It’s the Minidisc (3DTV, Google Glass, Betamax, etc.) all over again: a technology being shoved down your throat that isn’t ready for prime time and, more importantly, may never be. Virtual reality, or VR, is everywhere right now. An obnoxious face apparatus with cords, widgets, doo-dads, and thingamajigs that virtually make you look like you’ve lost touch with reality.
VR is ubiquitous within marketing right now, as brands, and agencies alike, try to work it into their creative processes, if for all the wrong reasons. No one wants to be last on board, no one wants to miss the boat, no one wants to watch the train pull out of the station. The thing is, we all need to know which train we’re catching before we can miss it.
Everyone is trying to be first in line to this VR trend, but VR is just a glorified fidget spinner right now. It’s buzzworthy because people (re: VR and tech companies) are lobbying for it. It’s the first time that VR actually looks good enough to use. It’s the first-time computers are powerful enough to deal with the HD output. It’s the first-time the internet has been zippy enough to keep up. Remember the Nintendo Virtual Boy? Yeah…
We’ve done this before, as marketers. We’ve rushed to use a “technology” that everyone was using, because, well, everyone was using it. We called them QR codes and they were one of the worst things to ever impose their will on marketing. Marketers weren’t using QR codes because they solved any problems; downloading an app that could take a picture of a barcode that could take you to a website didn’t speed anything up. QR codes were just there and no one really knew why.

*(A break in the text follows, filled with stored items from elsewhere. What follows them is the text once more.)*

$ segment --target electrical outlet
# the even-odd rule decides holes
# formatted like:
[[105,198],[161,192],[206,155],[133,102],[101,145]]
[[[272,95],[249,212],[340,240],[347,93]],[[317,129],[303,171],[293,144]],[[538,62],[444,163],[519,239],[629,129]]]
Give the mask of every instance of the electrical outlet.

So too is VR, just there. VR, in its current state, is clunky, quirky, inefficient, and gimmicky. Now before you get all “VR IS A GAME CHANGER” on me, hear me out.

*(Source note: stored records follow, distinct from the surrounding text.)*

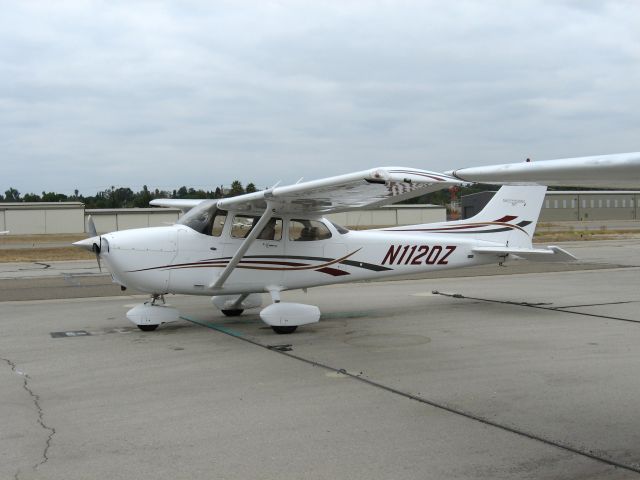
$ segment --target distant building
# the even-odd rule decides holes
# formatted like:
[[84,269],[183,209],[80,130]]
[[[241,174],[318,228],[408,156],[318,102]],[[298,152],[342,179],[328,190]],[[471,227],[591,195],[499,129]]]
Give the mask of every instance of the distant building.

- VR is clunky because even the best units still require cords and sensors, not to mention a ton of space.
- VR is quirky because it doesn’t actually do anything you can’t already do, if anything, it limits our sensory experience.
- VR is inefficient, because it requires extensive down time between participants and without a ton of gear can’t activate multiple consumers at once.
- VR is gimmicky, because it is yet another distraction from the amazing reality we all live in.
So put down that stupid headset before we all get pulled down the wrong rabbit hole. People want REAL. People want physical. People want tangible, tactile experiences. We are constantly brainstorming ways to get our clients’ consumers from the digital space to an analog space. IRL experience is critical, something VR just doesn’t do. The future is physical. The future evokes all human senses in real experience. This doesn’t mean VR can’t be a small part of a greater whole. Even as VR improves, it can, and should, never be the whole. If anything, augmented reality (AR) is where we should focus, but for now, let’s embrace the moment. Let’s embrace actual reality.